Call for papers
Conference ‘Varieties of Post-classical and Byzantine Greek’
Ghent University, December 1-2, 2016
For a large part of the twentieth century, linguistic variation has received little attention. With the work of William Labov and others, however, heterogeneity in language again became a topic of interest: within the newly founded discipline of sociolinguistics, scholars have investigated the correlationship between linguistic variants and contextual variables such as age, gender, social class, social distance, etc. In actual language use, however, variants (and to some extent, variables) do not occur in an isolated fashion; rather there is patterned heterogeneity. In this spirit, scholars have described the existence of various ‘lects’ such as chronolects, dialects, idiolects, ethnolects, genderlects, regiolects, sociolects, technolects, etc. in a great number of languages.

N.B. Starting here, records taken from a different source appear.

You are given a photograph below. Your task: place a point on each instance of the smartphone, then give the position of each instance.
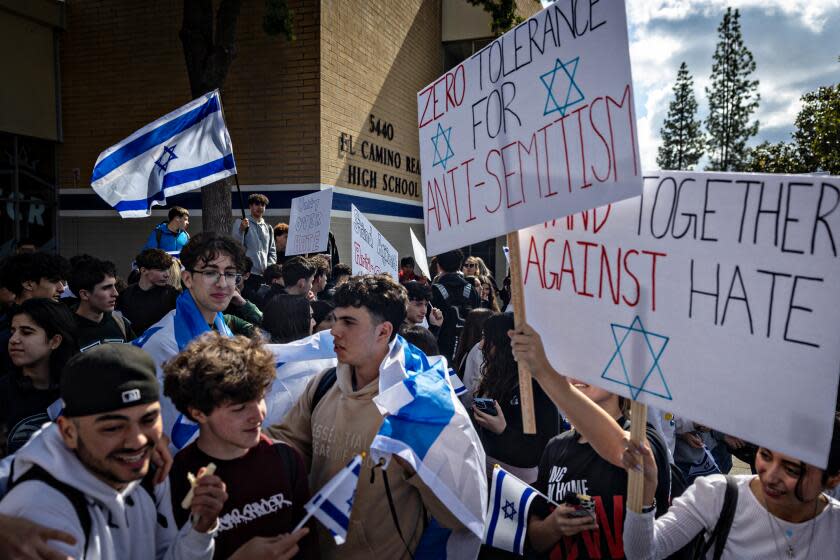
(583, 505)
(487, 406)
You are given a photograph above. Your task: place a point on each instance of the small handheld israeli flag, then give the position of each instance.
(510, 501)
(184, 150)
(333, 503)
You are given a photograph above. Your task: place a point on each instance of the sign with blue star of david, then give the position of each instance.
(653, 382)
(564, 81)
(509, 510)
(448, 154)
(165, 158)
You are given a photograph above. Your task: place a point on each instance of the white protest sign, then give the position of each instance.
(372, 254)
(309, 223)
(538, 124)
(714, 296)
(420, 255)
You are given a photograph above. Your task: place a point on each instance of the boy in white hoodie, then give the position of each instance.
(83, 474)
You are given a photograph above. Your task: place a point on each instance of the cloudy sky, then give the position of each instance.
(795, 44)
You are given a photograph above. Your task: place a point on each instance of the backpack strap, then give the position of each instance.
(324, 384)
(727, 513)
(73, 495)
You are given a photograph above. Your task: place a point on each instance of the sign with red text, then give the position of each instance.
(372, 254)
(713, 296)
(309, 223)
(538, 124)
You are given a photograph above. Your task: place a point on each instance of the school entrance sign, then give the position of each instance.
(713, 295)
(538, 124)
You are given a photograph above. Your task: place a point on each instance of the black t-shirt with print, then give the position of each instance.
(570, 467)
(265, 496)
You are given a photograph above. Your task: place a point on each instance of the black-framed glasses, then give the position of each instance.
(212, 276)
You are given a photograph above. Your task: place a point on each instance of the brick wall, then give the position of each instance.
(123, 67)
(375, 57)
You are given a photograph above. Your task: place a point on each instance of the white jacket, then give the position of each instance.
(124, 524)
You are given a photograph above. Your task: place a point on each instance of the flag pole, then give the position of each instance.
(526, 393)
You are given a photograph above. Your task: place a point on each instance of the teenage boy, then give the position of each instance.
(344, 420)
(455, 297)
(152, 297)
(213, 265)
(83, 474)
(298, 276)
(257, 236)
(171, 235)
(95, 284)
(220, 383)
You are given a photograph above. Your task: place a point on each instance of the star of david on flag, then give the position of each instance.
(508, 512)
(184, 150)
(445, 136)
(333, 503)
(652, 381)
(562, 83)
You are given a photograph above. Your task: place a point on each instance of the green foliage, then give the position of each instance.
(733, 98)
(278, 19)
(682, 139)
(781, 157)
(503, 13)
(818, 129)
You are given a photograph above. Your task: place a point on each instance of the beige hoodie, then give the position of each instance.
(344, 424)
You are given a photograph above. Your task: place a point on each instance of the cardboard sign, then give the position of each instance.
(309, 223)
(420, 258)
(713, 296)
(538, 124)
(372, 254)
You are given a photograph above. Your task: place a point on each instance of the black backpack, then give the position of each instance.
(76, 497)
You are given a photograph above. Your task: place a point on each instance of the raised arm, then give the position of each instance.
(603, 433)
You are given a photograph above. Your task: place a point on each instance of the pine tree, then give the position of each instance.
(733, 97)
(682, 140)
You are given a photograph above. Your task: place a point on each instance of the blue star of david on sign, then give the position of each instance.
(166, 158)
(651, 384)
(446, 135)
(509, 510)
(573, 93)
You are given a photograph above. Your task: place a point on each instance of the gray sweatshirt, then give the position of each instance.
(124, 524)
(259, 243)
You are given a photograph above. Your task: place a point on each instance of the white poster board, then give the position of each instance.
(713, 296)
(309, 223)
(372, 254)
(420, 258)
(538, 124)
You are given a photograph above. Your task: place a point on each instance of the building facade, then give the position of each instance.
(335, 107)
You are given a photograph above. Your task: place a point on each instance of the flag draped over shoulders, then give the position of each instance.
(426, 425)
(184, 150)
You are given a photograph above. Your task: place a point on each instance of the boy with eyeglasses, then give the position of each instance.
(213, 266)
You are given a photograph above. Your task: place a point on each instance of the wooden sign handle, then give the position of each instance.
(636, 479)
(526, 393)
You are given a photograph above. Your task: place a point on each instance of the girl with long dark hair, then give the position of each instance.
(501, 433)
(41, 342)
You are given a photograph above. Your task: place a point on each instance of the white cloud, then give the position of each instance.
(812, 14)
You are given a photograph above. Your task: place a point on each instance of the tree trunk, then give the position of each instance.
(207, 64)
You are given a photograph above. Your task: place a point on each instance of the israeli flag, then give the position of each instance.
(427, 426)
(333, 503)
(511, 500)
(296, 362)
(185, 150)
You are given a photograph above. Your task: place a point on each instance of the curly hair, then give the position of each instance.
(499, 372)
(383, 297)
(215, 370)
(207, 246)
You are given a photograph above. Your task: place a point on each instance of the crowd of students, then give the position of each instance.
(89, 422)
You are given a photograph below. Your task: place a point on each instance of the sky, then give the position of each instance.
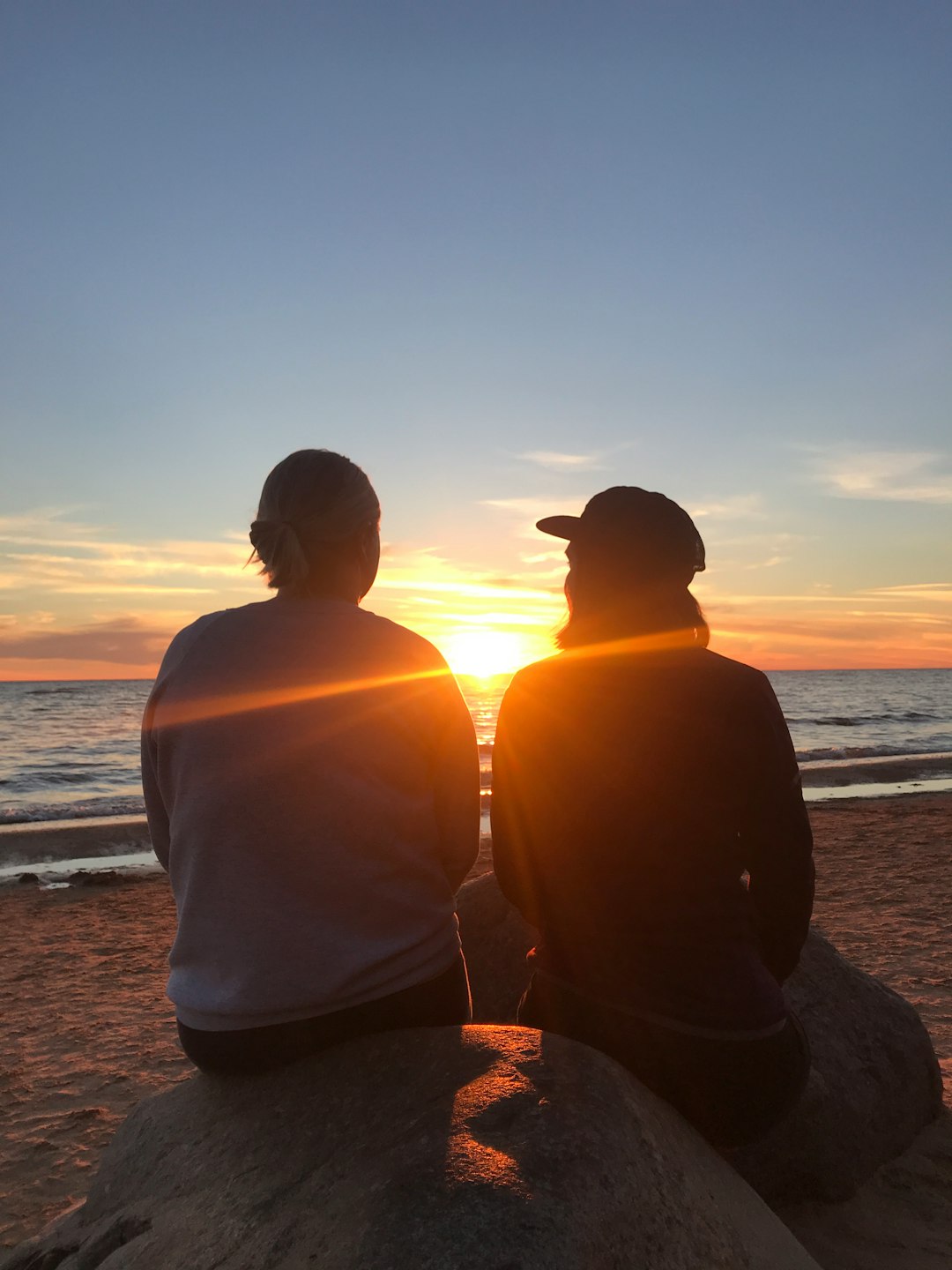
(502, 256)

The aim of this conference is to investigate varieties of Post-Classical and Byzantine Greek, a topic of considerable interest among various members of the Greek section at Ghent University. Whereas some research has been done in this area, especially when it comes to Post-Classical Greek (e.g. Janse 2007 on New Testament Greek, Horrocks 2007 on levels of writing, Torallas-Tovar 2010 on Greek in Egypt, Nachergaele 2015 on idiolect, Bentein 2015 on register), a more systematic discussion of these varieties has yet to take place – despite the great potential of our Post-Classical and Byzantine sources.
The organisers invite all Greek linguists to submit a one-page English abstract to email@example.com (please use a Unicode-based font for Greek text) by September 1, 2016 at the latest. Notification of acceptance will be given by the end of September. Next to the discussion of specific varieties, we consider the following issues of particular interest:
* What linguistic models can be used for the description and analysis of varieties?

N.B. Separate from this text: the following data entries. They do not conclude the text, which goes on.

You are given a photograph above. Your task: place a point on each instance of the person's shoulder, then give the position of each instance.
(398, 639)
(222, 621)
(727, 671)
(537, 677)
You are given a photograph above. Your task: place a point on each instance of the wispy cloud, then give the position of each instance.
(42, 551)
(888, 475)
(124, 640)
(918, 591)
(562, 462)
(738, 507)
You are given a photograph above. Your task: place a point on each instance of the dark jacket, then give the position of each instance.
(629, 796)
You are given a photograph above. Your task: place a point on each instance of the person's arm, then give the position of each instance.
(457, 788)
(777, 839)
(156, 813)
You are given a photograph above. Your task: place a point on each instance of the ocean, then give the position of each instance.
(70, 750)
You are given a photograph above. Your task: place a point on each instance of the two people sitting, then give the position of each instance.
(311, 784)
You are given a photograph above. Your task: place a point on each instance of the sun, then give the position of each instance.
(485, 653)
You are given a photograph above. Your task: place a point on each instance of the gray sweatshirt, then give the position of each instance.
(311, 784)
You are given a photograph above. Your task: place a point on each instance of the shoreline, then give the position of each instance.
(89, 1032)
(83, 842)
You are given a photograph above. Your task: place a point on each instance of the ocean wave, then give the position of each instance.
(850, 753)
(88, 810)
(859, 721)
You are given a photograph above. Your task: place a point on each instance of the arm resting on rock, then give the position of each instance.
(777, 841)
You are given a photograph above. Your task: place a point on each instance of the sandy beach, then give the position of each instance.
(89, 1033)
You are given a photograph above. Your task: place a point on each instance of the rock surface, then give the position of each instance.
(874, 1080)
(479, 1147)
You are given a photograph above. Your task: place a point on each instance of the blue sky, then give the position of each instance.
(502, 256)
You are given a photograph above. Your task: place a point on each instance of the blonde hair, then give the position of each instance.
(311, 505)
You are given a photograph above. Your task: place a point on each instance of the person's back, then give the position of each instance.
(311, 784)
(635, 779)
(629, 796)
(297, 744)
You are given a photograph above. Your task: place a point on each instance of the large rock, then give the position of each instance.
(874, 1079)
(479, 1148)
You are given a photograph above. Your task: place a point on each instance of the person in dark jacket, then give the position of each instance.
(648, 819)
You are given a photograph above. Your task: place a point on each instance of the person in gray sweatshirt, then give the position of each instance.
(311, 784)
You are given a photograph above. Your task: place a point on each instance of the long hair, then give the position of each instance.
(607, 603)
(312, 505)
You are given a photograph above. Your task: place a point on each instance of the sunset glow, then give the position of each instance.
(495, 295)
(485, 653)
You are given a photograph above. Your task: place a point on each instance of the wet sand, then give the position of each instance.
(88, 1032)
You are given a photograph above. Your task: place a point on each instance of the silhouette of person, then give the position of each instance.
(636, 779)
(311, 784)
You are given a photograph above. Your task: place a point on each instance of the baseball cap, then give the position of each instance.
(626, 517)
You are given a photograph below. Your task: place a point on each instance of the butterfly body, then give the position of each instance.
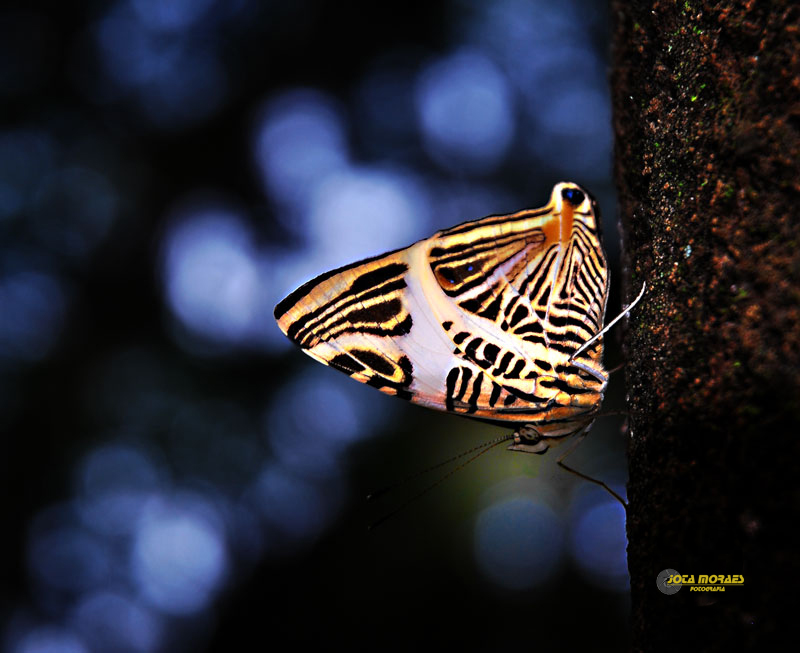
(483, 319)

* What is the relationship between different dimensions of variation, for example between the diachronic and the diastratic dimension?
* What role do idiolects play for the description of language variation?
* To what extent do non-congruent features (i.e. features belonging to different, or even opposed varieties) occur in texts?
* What is the relevance of and relationship between documentary and literary texts as sources of variety?
* At which linguistic levels (phonological, morphological, syntactic, lexical) can varieties be described?